O relator do processo de julgamento das contas, conselheiro José Carlos Novelli, apontou precariedade no sistema de controle interno e patrimônio da Prefeitura de Diamantino. Entretanto, justificando equilíbrio fiscal nas contas, o conselheiro votou pela aprovação das contas com ressalvas, parecer acompanhado por todos os demais conselheiros.
Chico Mendes foi prefeito de Diamantino por dois mandatos, entre 2000 e 2008. Mas continua participando da vida política da cidade. No ano passado, o candidato apoiado pela família Mendes, Juviano Lincoln (PPS), foi derrotado pelo grupo político adversário, que tinha Erival Capistrano (PDT) como candidato.
Em decisões cercadas de polêmica, o Tribunal Regional Eleitoral de Mato Grosso, cassou e “descassou” Erival Capistrano por várias vezes. Em menos de um ano, a cidade já trocou de prefeito por quatro vezes, entre confusas decisões da Justiça eleitoral.
Erival denunciou, por diversas vezes, a influência de membros da família Mendes nas eleições do município. Em Diamantino, o clima é de disputa política constante. A cidade, sistematicamente, é divida entre grupos ligados à família Mendes e seus opositores.
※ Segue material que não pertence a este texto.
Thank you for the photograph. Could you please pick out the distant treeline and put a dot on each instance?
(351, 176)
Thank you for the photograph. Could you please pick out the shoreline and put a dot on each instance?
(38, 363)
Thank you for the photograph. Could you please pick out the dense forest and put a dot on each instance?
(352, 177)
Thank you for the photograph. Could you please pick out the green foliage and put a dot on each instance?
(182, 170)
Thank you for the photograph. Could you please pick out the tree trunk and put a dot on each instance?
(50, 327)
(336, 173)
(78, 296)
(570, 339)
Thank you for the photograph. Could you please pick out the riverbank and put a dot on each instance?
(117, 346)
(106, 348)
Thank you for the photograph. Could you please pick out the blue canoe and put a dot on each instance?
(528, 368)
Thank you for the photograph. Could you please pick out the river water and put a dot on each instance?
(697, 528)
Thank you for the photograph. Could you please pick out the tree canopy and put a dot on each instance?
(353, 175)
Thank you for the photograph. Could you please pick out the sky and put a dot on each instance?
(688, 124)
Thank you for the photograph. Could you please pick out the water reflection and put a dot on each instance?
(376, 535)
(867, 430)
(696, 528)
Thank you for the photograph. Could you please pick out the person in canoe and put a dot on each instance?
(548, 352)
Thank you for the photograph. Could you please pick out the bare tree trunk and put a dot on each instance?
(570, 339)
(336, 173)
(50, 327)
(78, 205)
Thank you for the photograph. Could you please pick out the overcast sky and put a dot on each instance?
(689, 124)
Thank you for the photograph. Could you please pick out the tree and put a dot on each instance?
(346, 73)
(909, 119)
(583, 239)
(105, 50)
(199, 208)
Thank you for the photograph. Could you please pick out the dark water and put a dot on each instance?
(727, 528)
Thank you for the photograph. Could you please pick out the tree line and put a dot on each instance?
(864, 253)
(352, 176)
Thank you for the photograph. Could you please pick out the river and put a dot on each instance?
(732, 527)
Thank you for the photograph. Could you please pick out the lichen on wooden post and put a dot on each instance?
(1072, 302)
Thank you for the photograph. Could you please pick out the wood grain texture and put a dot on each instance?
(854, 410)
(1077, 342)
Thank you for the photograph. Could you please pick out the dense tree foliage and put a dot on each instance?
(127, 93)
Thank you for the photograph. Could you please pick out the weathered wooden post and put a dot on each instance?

Procurado pelo Congresso em Foco, o ex-prefeito Chico Mendes disse que só teve acesso ao processo de análise das contas depois do julgamento. Ele garantiu que após analisar os documentos, sua defesa vai recorrer da multa estabelecida pelo TCE.
“Depois de analisar as contas, vimos que têm coisas absurdas, como por exemplo, uma acusação de apropriação indébita de um notebook. Isso não existe e temos condições de comprovar toda a regularidade das contas”, afirmou o ex-prefeito. Ele diz acreditar que o tribunal irá reconsiderar a aplicação da multa.